Human embryos grow extra, lizard like muscles in their hands and feet that disappear before birth, scientists found. By looking at 3D images from an embryonic image database, a group found that at about week seven of gestation, human fetuses had hands and feet that contained about 30 muscles each. Six weeks later, they contained only 20. Before the baby is born, those extra muscles either meld into other muscles or shrink away, but it's unclear why or how. These temporary muscles might be leftovers from our ancestors and may have vanished from adult humans over 250 million years ago, when mammals first began evolving from mammal-like reptiles, the researchers suggest. But because the study was small, it needs to be replicated with a much larger group before researchers can say for certain that these appearing and disappearing muscles exist in all fetuses.
There might be a reason why some people are really good at trivia and seem to "know everything": very efficiently wired brains. A group of researchers in Germany analyzed the brains of 324 people who had varying degrees of general knowledge or semantic memory (the type of information that would come up in a game of trivia), based on questions given to them concerning various fields such as art, architecture and science.
Brain scans of the participants showed that those people who had retained and could recall more general knowledge had more efficient brain connections — stronger and shorter connections between brain cells. This makes sense, because imagine answering the question, "What year did the moon landing happen?"
We might have the word "moon" stored in one area of the brain, but the "moon landing" in another, and knowledge of the year it happened in yet another. People with an efficient brain can better connect those various items together to quickly answer the question.
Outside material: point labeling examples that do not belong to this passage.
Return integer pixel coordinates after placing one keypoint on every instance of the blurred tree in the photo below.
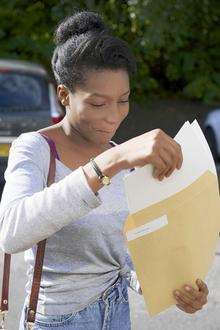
(176, 43)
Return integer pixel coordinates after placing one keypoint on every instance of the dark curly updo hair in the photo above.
(84, 43)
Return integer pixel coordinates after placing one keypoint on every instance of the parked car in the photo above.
(28, 102)
(212, 132)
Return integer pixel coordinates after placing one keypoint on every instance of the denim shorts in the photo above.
(109, 312)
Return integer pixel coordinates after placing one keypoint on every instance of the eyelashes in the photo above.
(102, 105)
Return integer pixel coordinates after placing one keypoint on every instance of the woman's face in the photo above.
(96, 110)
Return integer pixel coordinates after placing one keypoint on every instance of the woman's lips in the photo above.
(105, 131)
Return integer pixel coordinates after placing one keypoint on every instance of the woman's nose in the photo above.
(113, 116)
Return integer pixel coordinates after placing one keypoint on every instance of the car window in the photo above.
(23, 91)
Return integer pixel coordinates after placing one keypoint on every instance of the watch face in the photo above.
(106, 180)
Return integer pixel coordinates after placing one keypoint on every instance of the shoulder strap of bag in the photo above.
(38, 262)
(31, 310)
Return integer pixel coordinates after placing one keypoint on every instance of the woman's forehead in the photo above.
(106, 83)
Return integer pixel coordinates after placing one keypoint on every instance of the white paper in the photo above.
(143, 190)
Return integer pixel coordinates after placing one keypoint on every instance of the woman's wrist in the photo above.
(110, 163)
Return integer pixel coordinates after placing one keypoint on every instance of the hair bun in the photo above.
(77, 24)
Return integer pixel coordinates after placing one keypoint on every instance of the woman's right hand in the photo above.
(154, 147)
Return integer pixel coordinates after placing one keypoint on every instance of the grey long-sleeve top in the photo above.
(85, 249)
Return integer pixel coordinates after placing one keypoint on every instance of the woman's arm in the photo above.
(31, 212)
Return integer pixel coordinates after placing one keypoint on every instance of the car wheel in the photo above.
(210, 136)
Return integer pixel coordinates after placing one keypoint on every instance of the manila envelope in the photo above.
(173, 241)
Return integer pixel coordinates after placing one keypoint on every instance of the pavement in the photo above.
(172, 319)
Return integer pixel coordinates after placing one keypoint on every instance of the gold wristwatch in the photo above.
(103, 178)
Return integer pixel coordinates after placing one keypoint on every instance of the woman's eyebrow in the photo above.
(107, 96)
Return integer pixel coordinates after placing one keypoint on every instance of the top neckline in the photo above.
(58, 159)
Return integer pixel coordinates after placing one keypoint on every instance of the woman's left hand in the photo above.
(190, 300)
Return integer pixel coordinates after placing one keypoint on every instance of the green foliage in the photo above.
(176, 43)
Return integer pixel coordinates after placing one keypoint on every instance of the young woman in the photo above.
(86, 267)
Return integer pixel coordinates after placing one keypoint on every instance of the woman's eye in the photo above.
(126, 101)
(97, 105)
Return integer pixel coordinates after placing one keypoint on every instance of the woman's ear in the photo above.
(63, 95)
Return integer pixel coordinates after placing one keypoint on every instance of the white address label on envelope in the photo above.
(147, 228)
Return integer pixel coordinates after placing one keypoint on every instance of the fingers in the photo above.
(186, 309)
(188, 300)
(202, 286)
(191, 300)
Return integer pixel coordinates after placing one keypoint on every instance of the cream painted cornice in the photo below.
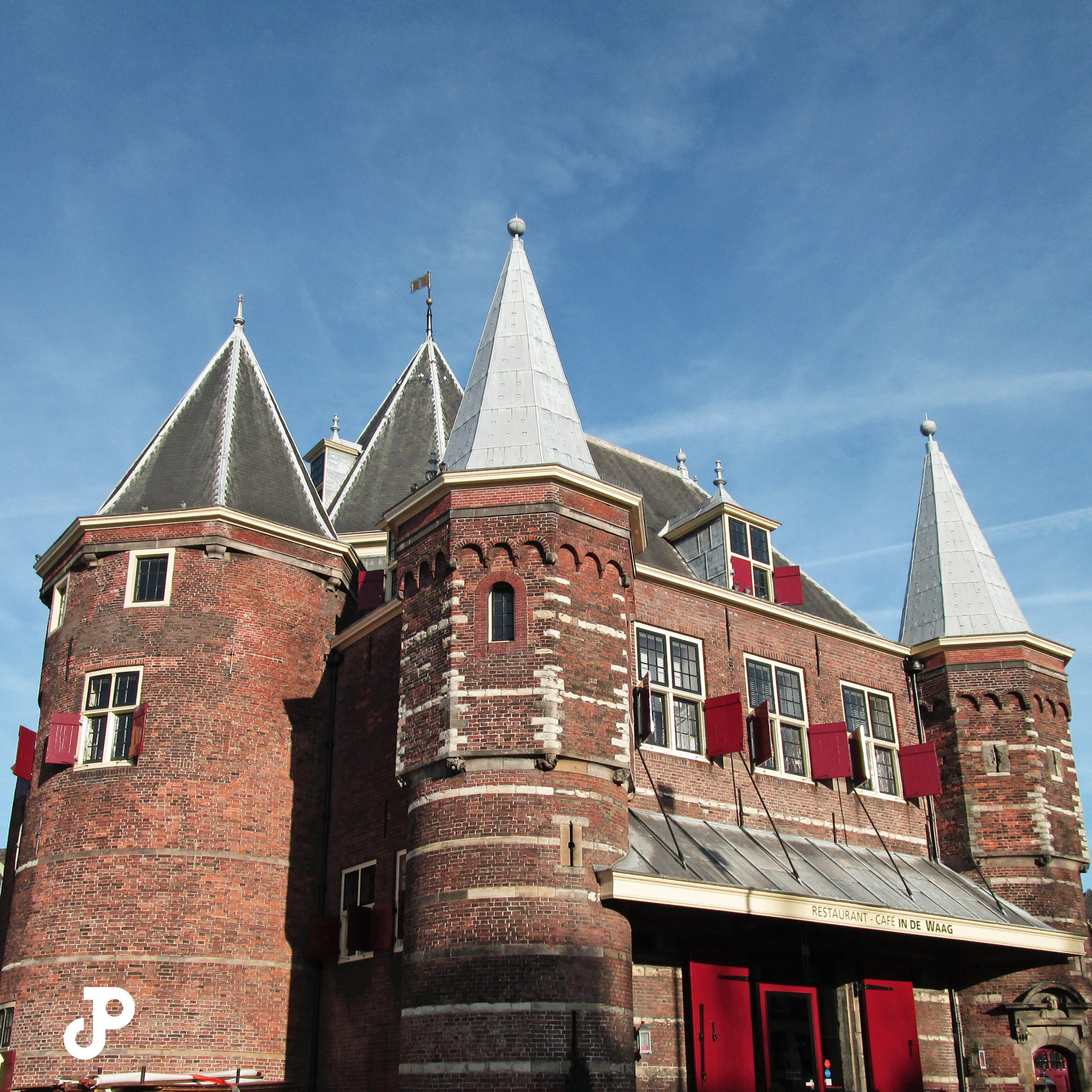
(85, 523)
(455, 481)
(743, 602)
(993, 642)
(367, 625)
(674, 892)
(701, 518)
The cells in your tongues have the ability to smell. Researchers discovered this after growing human taste cells in the lab. They found that those cells contained a couple of molecules found in olfactory cells, the cells found in the nose that are responsible for, well, smelling. When they exposed taste cells to odor molecules, the cells responded just like the olfactory cells do. But this isn't uncommon — olfactory cells have also previously been found in the gut, in sperm cells and even in hair. Though we knew that taste and smell were greatly intertwined (which becomes apparent when a blocked-up nose makes food taste more bland), this study suggests human taste cells might be much more complicated than previously thought.
I hope you enjoyed reading about some of the newly discovered information about our bodies. Human bodies are so remarkable and these discoveries will lead to more understanding of how we tick.